Because sadness stands out 
As pointless as a bout 
Of heedless giggling
To yourself
On your own 

19 June, 2013

Letters again

Dear God
These tricks You play only make me sad. How is it that You love me?
Get me out if it's only going to be me running in circles. Do I now have the epiphany of being one of the exalted few who weep for sorrows all their life that only bring them closer to You?
I'm bad at this. Please forgive me.

17 June, 2013

Just a little longer.

 We have held on and held each other through the years in between. There are days when I wish I could go back to a warm summer night where the moon was gold... But I choose to stay here. Here is real.
 No later than sooner, I want our fat chunk of syrupy, shiny happy to make the wait look like pebbles that we'd toss in a river in Spain or leave on an Asian beach for the waves to wash away. I want what is ours and I want it no different because I am a piece of him and he is mine. We are not children playing with love and hurt has been plenty. Let there be no games before we die.   

11 June, 2013

Demon monkeys

So we stop sharing bread
When it storms and hails
And the fields give nothing
While ships drown their sails.
We make up new worlds,
And ride our own trains.
At night we dream alone;
Make up new last names.
We play and we dance,
In a cursed, lonesome trance
And bear each other on.

02 June, 2013

Unwanted

I could be a diamond
I could be a star
I could speak elven tongue
Or know tales from afar
A healer from the heavens
A sorcerer from the dark
A resurrected Greek goddess
Hell, Joan of arc
I could sing and dance
Look pretty, play the harp
But what if I brought
No hope nor spark
Of love or want
Nor leave a mark
Or trace on you
Of me?
I could just be
A stone or a tree

And you wouldn't know


16 May, 2013

A promise

I can't kill myself.

13 May, 2013

Me

For some
Life ends before it starts
And they lose themselves whole
Or some part
In a very sweet but sad dream
Never to be retrieved
Again

10 May, 2013

I love you. Now. And forever.

We lose ourselves in the things we love. We find ourselves there too.

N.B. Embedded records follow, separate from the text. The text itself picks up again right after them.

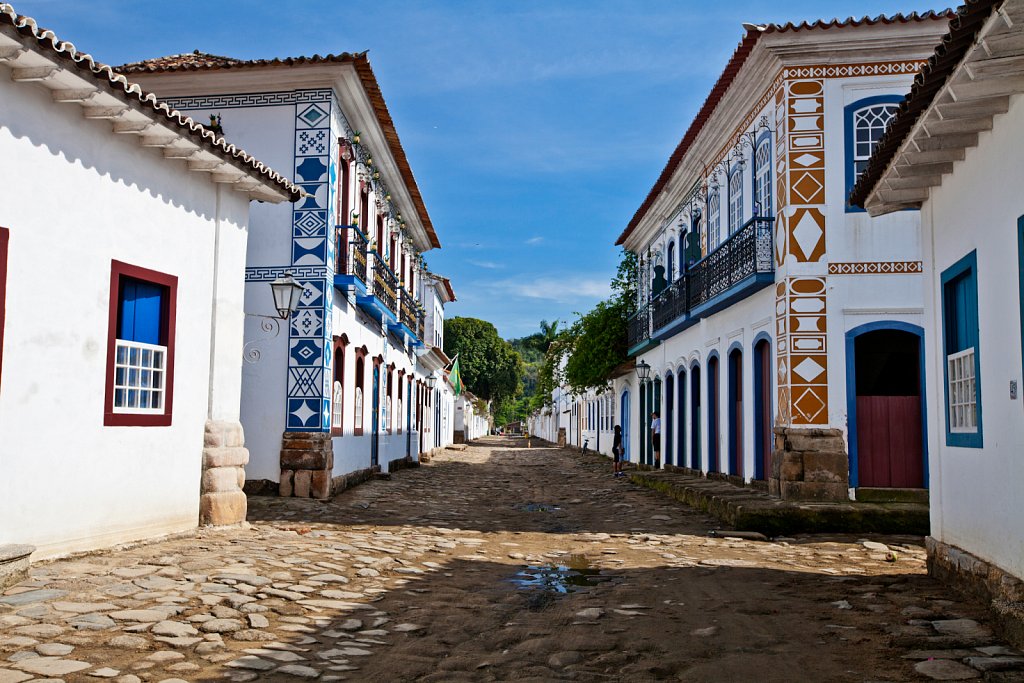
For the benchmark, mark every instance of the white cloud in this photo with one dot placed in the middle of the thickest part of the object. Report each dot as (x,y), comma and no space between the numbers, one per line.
(567,289)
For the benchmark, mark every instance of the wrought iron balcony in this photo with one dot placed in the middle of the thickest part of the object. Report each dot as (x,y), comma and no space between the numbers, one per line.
(739,266)
(385,285)
(351,255)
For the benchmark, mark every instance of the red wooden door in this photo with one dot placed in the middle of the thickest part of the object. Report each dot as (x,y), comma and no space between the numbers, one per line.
(890,452)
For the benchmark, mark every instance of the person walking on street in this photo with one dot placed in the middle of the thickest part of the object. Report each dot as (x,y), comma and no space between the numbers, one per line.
(655,436)
(616,453)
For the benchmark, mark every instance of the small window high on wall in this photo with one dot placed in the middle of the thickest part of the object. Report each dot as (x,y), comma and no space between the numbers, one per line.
(963,359)
(140,347)
(865,122)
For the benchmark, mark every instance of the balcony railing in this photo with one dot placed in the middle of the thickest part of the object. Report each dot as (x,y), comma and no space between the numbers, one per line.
(385,285)
(410,312)
(351,250)
(749,252)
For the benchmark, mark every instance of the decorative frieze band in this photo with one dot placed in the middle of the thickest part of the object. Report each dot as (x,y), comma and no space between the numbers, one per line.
(875,267)
(250,99)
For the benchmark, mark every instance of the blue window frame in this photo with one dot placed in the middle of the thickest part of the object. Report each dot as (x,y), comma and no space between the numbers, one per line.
(735,198)
(864,123)
(962,353)
(762,176)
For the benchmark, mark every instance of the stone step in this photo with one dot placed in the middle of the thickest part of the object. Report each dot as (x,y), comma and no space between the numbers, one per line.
(13,563)
(747,509)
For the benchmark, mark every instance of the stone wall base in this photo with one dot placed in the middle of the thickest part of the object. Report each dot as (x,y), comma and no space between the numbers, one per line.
(809,464)
(13,564)
(224,457)
(978,579)
(306,463)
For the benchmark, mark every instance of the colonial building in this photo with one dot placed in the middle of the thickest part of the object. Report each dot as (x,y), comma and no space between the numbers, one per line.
(776,318)
(339,392)
(953,150)
(119,402)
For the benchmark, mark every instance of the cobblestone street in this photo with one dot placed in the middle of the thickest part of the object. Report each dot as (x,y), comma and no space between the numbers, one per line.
(494,563)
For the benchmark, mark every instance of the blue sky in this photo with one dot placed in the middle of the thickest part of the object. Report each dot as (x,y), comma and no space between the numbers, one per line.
(535,129)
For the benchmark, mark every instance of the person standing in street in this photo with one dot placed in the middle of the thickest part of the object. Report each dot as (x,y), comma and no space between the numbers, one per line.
(655,437)
(616,453)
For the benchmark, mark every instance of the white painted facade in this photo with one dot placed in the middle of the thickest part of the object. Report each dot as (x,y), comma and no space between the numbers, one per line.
(973,488)
(78,198)
(825,278)
(315,118)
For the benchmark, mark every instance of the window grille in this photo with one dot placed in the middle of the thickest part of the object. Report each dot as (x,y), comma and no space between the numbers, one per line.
(868,126)
(138,377)
(963,394)
(762,179)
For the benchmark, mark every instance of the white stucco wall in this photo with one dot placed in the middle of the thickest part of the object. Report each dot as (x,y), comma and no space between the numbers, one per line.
(975,492)
(77,197)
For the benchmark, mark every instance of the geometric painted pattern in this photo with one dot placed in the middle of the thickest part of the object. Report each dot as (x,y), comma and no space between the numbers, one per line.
(875,267)
(309,330)
(801,322)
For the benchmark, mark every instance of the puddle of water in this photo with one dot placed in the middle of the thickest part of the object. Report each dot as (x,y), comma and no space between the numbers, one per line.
(576,573)
(539,507)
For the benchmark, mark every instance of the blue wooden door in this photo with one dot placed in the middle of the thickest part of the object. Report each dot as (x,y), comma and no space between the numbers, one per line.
(375,437)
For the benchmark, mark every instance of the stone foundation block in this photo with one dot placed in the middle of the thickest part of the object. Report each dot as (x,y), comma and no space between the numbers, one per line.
(303,482)
(220,434)
(13,564)
(228,456)
(813,491)
(826,467)
(219,479)
(306,460)
(321,483)
(791,466)
(222,508)
(286,487)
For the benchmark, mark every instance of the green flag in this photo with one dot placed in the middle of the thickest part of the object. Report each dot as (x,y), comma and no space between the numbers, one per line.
(456,377)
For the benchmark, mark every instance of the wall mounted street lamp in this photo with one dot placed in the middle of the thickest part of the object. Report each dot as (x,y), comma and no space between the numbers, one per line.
(286,295)
(643,373)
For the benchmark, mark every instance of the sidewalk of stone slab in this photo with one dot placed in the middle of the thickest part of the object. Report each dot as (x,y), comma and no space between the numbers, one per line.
(751,510)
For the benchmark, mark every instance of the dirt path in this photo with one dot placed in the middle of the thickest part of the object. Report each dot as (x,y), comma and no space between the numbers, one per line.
(452,572)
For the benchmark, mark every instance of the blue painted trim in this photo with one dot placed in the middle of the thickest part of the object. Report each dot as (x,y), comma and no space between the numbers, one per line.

What if someone was stupid enough as me?
What if you had to lose what you love to actually find it... For evermore and after?
I've found it. But I've also lost it. Getting it back may take me my life.
Will it be worth it?
Yes.
Is it possible to ever fall out of love?
No.

28 April, 2013

Overdose day

Ripped myself to smithereens
And set fire to the dust
With each gust
Of wind, they flew
To a sweet land, serene
Where it felt so just
To have myself be
At peace

19 April, 2013

My world has caved in; sadness gently seeping in and filling the crevices. I'm on a plank in an ocean, drifting towards the end of nowhere. This is a horrible excuse for bullshit. I can do nothing right.

04 April, 2013

To beg for forgiveness is not a virtue these days.

With a knife I carve
Not our names on the trees
In the evergreen woods
By a lovely little brook
Where the sun shines always.
I carve off my skin
Splicing slow and gently
Head to heel
Limb to limb
On a stupid whim
To make a new me
For you.

14 March, 2013

I refuse to crawl.

I wish I had the same convenience of ease as you, with which you dust your shoes, before you breeze on, without looking back.
Empty is the jar and sober is the soul; stars don't make stardust and it doesn't rain as often as it should anymore.
Sharing turtledoves and writing notes is what stupid people do and on and on they dote like drunken goats on board a boat.